The legislation lists prohibited barriers to data access, while mobile-device makers and e-service providers will have to allow front-end applications to store and transmit the data needed to process payments on fair and reasonable terms.

Consumers will also gain greater control over how their data is used. Payment service users will have access to a dashboard showing which third parties have been granted rights to view their account information, with the option to manage or revoke those permissions.

The package introduces stronger liability rules for fraud. Certification Service Providers (CSPs) that fail to implement adequate prevention mechanisms will be responsible for customer losses.

They will have to verify that the payee’s name and unique identifier match, refuse suspicious orders and alert the payer when discrepancies arise. Providers must also apply strong customer authentication and carry out risk assessments, while offering optional spending limits and self-exclusion tools.

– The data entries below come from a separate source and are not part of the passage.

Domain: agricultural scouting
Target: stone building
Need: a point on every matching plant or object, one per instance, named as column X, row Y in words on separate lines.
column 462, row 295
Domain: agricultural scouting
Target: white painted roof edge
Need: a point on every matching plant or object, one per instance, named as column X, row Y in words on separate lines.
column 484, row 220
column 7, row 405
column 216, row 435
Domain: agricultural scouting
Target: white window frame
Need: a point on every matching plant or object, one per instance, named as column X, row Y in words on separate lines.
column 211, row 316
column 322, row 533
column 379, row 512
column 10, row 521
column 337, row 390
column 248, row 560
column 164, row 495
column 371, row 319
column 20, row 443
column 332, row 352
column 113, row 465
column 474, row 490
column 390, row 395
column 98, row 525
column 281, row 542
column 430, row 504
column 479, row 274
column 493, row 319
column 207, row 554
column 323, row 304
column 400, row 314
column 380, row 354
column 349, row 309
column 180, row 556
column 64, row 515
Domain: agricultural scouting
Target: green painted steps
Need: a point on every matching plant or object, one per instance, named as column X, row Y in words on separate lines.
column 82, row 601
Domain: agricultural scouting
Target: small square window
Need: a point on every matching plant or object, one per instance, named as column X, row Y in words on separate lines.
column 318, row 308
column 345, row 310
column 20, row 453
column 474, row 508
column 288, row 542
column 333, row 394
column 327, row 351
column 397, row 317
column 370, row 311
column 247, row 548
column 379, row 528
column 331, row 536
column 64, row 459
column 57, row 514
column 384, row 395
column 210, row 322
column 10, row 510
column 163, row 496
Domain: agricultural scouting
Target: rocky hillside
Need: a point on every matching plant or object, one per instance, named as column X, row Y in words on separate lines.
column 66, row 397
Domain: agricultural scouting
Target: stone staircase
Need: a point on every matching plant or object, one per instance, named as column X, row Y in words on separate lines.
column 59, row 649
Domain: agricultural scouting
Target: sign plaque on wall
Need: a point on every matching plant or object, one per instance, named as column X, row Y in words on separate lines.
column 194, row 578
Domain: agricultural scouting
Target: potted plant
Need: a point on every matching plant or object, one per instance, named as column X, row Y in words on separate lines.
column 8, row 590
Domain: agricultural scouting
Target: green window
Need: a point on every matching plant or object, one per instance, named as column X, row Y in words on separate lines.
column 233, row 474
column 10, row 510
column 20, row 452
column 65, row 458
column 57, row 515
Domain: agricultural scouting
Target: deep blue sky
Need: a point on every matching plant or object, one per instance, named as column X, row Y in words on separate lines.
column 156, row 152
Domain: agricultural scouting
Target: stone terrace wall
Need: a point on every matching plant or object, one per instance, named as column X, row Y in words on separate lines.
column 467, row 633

Where a fraudster initiates or alters a transaction, the payment service provider (PSP) will be fully liable. Receiving PSPs will be required to freeze any transaction deemed suspicious.

To tackle impersonation scams, where criminals pose as bank staff to convince customers to authorise payments, PSPs will have to refund the entire amount, provided the victim reports the fraud to the police and informs their provider.

Online platforms will face new responsibilities as well. They will be liable to CSPs that have compensated victims if they fail to remove fraudulent content once notified, strengthening obligations already set out under the Digital Services Act.

Advertisers of financial services will also have to demonstrate to large online platforms and search engines that they are properly licensed, or legally exempt, in the jurisdiction where the service is offered.

Moreover, the agreement requires that users have access to human customer support rather than relying solely on automated systems, and it provides for public funding to help educate consumers on avoiding fraud.